Religious and European: An Unacceptable Combination?

Michael Novak, Rocco Buttiglione, Radek Sikorski  
Michael Novak, Rocco Buttiglione, and Radek Sikorski
 
The European Parliament has used Rocco Buttiglione's religious views on homosexuality as justification for blocking him from joining the new European Commission. Several months earlier, European Union heads of state rejected language that would have acknowledged Europe's Christian roots in the draft European Constitution. Meanwhile, some European countries are toughening their policies on religious expression--this has been particularly noted in France, which has imposed a ban on headscarves in public schools. Are the words "religious" and "European" becoming antithetical? Is Europe enforcing a strict separation of church and state as an acknowledgement of its multicultural make-up, or is religion on its way to being all but publicly banned? On December 8, 2004, the NAI hosted a discussion with Rocco Buttiglione, Italy's renowned philosopher-turned-politician.    

Rocco Buttiglione
Italy's Minister for European Affairs

In a liberal democratic society, everyone has the right to commit sin. Having the freedom to sin also offers the freedom to be virtuous. This respect for freedom is a basic Christian concept. Christians believe that we are all sinners and all in need of God's mercy. Homosexuality may be a sin, but it is not a crime, and this is a basic distinction that must be made between the public and the private spheres. Likewise, the distinction between the political and moral must be made, but they are not to be mutually exclusive. They both belong to the public sphere of discourse.

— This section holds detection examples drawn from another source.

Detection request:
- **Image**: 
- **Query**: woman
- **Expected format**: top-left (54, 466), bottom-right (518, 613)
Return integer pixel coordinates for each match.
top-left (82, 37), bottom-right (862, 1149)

Europe has been increasingly influenced by the ideas of the deconstructionist Jacques Derrida, who presents a different view of democracy: the abolition of a hierarchy of values. Since values are inherently hierarchical in nature, the result is the destruction of all values. This philosophy suggests that men should not search for the truth because if they find it, they would begin making value judgments. This form of political correctness leads not only to a hostile separation of church and state, but to a new civil religion--one that has no respect for the freedoms of others. Ironically, the roots of this thinking can be traced back to the writings of Jean Jacques Rousseau. In the book On the Social Contract, Rousseau wrote that an individual who begins to work for the state must fully alienate his personality from society.
 
Today, religious intolerance is gaining a strong footing in Europe. The European Parliament considers the Vatican to be the largest threat to human liberty, and it has passed about thirty resolutions against the Holy See--twice as many as against China, and more than three times as many as against Cuba. In Sweden a pastor has been sentenced to one year in prison for saying that homosexuality is a sin. And in France, a bill is being prepared that would make similar remarks punishable with up to four years in prison. The reference to Europe's Christian roots was not added to the draft European Constitution because influential politicians want to unify Europe based on the anticlericalism of the Third French Republic. They also do not want to recognize the Eastern European heritage. In that part of Europe, religion was crucial to the fight for freedom and the successful toppling of communism.   

Many Europeans consider anti-religiousness to be synonymous with modernity. Thus they cannot understand how the United States, which stands for modernity, can at the same time be religious. Their frustration with the American example gives hope to those in Europe who have not yet lost their faith.